I’ve always had a very simple style. I’ve lamented this in the past, but I think I’m finally ready to embrace it. My wardrobe is mostly basics, ninety percent black and white. But I’m still struggling to figure out the difference between stylishly classic and just boring. I’ve been looking at inspiration pictures for help, here are some of my favorites:

instagram random

I'm loving instagram lately for recording daily life, and now this tutorial taught me how to make simple collages, I can include some of the pictures here. Left to right, top to bottom:

  1. Our bedroom, I'm not a bed-maker - what's the point?
  2. Airplane view during our flight to San Francisco.
  3. The only tea I like: Tazo Awake Black Tea from the lobby of the Red Cottage Inn.
  4. The skies are big in California too!
  5. J. Crew ballet flats are so soft and comfy; I want every color.
  6. Karl and Choupette in Harper's Bazaar - and I thought Spot was spoiled!
  7. Loving this orange plexiglass side table at the Clift Hotel in San Francisco.
  8. My husband is the best - he walked to Starbuck's and I had soy lattes waiting for me each morning.
  9. Current desktop photo: a very young Jennifer Connelly in Labyrinth.
  10. But the hotel room was so cold, I had to put on my husband's socks to keep warm.
  11. We went to the Daily Grill every day for Happy Hour. The food and drinks were great.
  12. Woke up at 3:30 am to catch a flight, airport lounge coffee isn't very good but I had to have it.
  13. I love when hotel rooms have interesting magazines in your room; this collection of photographs of Brigitte Bardot at the Sofitel in Washington DC was great.
  14. But they sent pastry basket each morning with coffee. By the end of the week, I was craving fresh veggies.
  15. Pets' menu - sauteed ground beef and salmon, rice and veggies - sounded better than some of the people stuff on the room service menu.

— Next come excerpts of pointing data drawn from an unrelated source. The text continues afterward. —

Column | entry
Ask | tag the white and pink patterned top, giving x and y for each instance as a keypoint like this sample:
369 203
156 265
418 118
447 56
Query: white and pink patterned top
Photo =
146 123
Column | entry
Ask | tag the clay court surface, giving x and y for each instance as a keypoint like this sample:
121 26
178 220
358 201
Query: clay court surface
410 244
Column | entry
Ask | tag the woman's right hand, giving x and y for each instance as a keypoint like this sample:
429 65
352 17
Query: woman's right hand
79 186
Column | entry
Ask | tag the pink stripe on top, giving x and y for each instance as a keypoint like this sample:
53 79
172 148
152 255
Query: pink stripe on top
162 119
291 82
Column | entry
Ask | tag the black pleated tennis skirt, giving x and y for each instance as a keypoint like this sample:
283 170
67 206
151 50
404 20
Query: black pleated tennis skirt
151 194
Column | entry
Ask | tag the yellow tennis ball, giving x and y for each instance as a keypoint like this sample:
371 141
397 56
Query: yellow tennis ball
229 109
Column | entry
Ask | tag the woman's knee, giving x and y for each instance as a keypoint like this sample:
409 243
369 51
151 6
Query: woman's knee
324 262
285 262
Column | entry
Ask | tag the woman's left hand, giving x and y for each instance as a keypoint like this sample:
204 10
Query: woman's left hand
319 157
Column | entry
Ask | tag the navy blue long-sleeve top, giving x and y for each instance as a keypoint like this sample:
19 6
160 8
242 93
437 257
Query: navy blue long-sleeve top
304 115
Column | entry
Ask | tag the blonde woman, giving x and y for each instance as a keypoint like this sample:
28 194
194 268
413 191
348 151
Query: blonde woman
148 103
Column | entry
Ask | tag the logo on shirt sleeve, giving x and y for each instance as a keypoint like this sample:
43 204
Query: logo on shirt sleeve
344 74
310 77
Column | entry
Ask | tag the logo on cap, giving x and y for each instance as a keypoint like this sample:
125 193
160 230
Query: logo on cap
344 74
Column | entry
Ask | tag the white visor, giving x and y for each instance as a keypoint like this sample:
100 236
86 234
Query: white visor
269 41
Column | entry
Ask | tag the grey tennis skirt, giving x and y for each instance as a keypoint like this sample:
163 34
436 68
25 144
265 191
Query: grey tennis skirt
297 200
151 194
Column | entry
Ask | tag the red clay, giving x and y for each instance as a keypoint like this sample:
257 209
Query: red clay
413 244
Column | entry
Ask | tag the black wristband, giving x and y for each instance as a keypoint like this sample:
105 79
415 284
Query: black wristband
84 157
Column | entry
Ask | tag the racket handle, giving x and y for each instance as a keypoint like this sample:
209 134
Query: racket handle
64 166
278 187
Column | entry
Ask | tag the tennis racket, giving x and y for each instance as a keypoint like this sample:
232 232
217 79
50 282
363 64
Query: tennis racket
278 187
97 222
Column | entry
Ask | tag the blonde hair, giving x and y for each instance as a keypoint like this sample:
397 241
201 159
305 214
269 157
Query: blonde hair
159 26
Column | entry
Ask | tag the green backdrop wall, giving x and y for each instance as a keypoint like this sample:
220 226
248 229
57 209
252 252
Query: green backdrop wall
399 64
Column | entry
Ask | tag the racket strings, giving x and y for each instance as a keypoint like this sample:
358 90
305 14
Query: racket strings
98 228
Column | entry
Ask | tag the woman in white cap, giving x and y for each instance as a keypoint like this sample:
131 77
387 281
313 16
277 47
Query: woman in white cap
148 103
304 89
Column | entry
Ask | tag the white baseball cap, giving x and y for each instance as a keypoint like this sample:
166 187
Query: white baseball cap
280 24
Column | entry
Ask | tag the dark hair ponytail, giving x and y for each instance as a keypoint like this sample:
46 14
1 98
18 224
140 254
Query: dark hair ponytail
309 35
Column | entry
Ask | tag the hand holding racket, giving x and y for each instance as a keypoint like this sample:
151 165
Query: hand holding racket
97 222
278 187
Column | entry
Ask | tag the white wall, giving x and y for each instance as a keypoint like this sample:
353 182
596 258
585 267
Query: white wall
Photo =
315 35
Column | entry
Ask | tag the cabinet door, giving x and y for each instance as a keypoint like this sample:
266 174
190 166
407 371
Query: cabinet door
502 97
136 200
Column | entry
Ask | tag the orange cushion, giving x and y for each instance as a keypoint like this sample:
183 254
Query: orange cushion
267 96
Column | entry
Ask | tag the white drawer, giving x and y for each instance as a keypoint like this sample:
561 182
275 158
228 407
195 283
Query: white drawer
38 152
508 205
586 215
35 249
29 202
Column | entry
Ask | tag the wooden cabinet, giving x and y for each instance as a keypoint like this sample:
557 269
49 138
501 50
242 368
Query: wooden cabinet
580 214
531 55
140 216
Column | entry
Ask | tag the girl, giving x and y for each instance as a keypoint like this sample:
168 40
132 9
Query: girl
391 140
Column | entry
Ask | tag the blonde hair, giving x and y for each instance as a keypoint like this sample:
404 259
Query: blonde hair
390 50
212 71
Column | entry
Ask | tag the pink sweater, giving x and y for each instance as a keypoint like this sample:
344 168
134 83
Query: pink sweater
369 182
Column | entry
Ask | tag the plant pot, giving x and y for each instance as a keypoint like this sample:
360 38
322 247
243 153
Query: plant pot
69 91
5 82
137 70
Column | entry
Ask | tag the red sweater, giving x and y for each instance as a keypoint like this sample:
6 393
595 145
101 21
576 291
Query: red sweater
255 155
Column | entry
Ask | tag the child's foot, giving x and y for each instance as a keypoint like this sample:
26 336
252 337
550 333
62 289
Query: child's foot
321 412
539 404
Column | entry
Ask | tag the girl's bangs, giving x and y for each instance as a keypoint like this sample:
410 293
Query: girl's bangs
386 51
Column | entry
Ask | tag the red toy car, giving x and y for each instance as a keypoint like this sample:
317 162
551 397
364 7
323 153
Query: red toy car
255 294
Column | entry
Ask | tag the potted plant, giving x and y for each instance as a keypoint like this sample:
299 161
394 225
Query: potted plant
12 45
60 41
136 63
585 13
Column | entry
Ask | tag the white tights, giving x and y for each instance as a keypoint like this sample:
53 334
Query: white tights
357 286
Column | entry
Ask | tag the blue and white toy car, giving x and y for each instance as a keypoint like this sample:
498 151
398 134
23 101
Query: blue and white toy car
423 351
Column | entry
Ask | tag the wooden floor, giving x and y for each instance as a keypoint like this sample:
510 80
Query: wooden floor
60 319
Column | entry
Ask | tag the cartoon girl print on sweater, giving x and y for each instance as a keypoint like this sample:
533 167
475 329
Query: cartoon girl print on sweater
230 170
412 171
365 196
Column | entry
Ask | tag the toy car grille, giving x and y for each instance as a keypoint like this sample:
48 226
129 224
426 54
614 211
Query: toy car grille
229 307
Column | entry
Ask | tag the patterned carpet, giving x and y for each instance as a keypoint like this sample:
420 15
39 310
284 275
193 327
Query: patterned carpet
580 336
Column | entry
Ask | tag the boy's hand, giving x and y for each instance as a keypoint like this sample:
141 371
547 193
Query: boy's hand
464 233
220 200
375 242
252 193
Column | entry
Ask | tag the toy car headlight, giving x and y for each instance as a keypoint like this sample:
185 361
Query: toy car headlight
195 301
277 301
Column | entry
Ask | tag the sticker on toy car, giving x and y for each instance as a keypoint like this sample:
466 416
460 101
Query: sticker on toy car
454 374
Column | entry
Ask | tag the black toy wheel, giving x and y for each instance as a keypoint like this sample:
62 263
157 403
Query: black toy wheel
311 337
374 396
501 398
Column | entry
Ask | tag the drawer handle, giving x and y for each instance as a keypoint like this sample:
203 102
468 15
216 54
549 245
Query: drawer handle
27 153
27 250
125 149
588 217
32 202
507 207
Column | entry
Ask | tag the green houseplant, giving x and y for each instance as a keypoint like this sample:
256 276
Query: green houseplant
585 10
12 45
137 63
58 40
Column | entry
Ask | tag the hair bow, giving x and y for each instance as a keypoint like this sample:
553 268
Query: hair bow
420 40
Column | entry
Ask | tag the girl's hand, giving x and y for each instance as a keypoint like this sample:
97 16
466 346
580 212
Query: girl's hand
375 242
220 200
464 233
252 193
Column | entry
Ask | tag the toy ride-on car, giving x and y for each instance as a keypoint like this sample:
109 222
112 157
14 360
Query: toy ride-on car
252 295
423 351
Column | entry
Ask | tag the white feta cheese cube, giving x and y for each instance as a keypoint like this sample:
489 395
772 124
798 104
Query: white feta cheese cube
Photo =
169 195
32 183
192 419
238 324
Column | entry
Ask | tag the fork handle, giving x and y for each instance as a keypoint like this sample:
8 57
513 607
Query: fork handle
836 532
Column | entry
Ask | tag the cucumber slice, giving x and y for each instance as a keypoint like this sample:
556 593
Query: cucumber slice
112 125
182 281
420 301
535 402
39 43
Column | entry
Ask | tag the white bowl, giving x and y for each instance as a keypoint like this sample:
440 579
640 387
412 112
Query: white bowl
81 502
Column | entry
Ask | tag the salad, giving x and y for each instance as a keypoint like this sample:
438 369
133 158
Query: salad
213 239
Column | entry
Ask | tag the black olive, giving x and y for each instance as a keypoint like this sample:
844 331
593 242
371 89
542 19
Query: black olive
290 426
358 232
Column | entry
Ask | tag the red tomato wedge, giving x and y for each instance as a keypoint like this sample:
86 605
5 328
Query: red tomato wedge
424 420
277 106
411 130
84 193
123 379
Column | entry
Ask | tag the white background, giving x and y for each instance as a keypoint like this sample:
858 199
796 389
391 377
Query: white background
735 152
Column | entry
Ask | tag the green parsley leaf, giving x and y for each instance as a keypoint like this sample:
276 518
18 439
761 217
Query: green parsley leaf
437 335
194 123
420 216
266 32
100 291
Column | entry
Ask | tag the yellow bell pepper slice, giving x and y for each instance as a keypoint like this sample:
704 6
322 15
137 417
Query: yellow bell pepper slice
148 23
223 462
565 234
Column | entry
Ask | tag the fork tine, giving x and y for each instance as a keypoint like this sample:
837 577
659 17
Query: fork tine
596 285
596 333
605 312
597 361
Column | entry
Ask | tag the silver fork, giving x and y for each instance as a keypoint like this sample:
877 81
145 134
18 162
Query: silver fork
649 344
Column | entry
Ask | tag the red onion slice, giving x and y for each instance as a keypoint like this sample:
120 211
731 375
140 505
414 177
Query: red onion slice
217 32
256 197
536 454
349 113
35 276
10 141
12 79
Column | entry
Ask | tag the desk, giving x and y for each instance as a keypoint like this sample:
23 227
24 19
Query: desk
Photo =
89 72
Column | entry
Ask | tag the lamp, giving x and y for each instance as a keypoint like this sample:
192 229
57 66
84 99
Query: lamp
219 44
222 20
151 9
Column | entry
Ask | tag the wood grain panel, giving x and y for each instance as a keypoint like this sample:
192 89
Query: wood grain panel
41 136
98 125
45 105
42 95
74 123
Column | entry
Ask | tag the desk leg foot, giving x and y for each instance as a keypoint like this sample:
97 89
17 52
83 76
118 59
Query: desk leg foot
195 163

better skin in two hard steps

Step 1: Find the right products. A girlfriend talked me into getting a facial (my first) with her about four years ago. While I don’t think the facial itself did anything to improve my skin, I think it was really beneficial to speak with someone knowledgeable who could look at my skin, recommend a skincare regimen, and have access to better products than I could find at the drugstore. (I would suspect a dermatologist could do an even better job.)  I bought all the basics that day and used them religiously; then went for another facial a year later to fine-tune and update my regimen. I don’t know if spending a lot of money on products made me take it more seriously and do a better job taking care of my face, or whether the more expensive, tailored products just worked much better-- maybe both.

I wash my face day and night with a gentle cleanser, use the toleriane moisturizer each morning (or sunscreen if I'm going to the pool), alternate the retinol and redermic creams at night, and use the clay mask in the bathtub once a week. I'm obsessed with lip balm and moisturizers, and lip quench is the best I've ever found. I use it constantly.

I buy most of my products from Dermstore. I love them. Shipping is superfast, free for $100 purchases, and they usually have a fun bonus. Here’s a picture of what they sent as a free gift last time; I was pleasantly shocked:

And all keep-worthy. My favorites are the Stila Sparkle Waterproof Liquid Eye Liner in Sequins (Stila's liquid eyeliner is my daily go-to, and I love the slight silver sparkle for getting a bit more fancy), Dermstore Lip Quench (smart to include this as a free gift, as I will be buying it for life now), and the Mirabella Shimmerati powder in Afterglow. I wear these a lot and will buy again for sure.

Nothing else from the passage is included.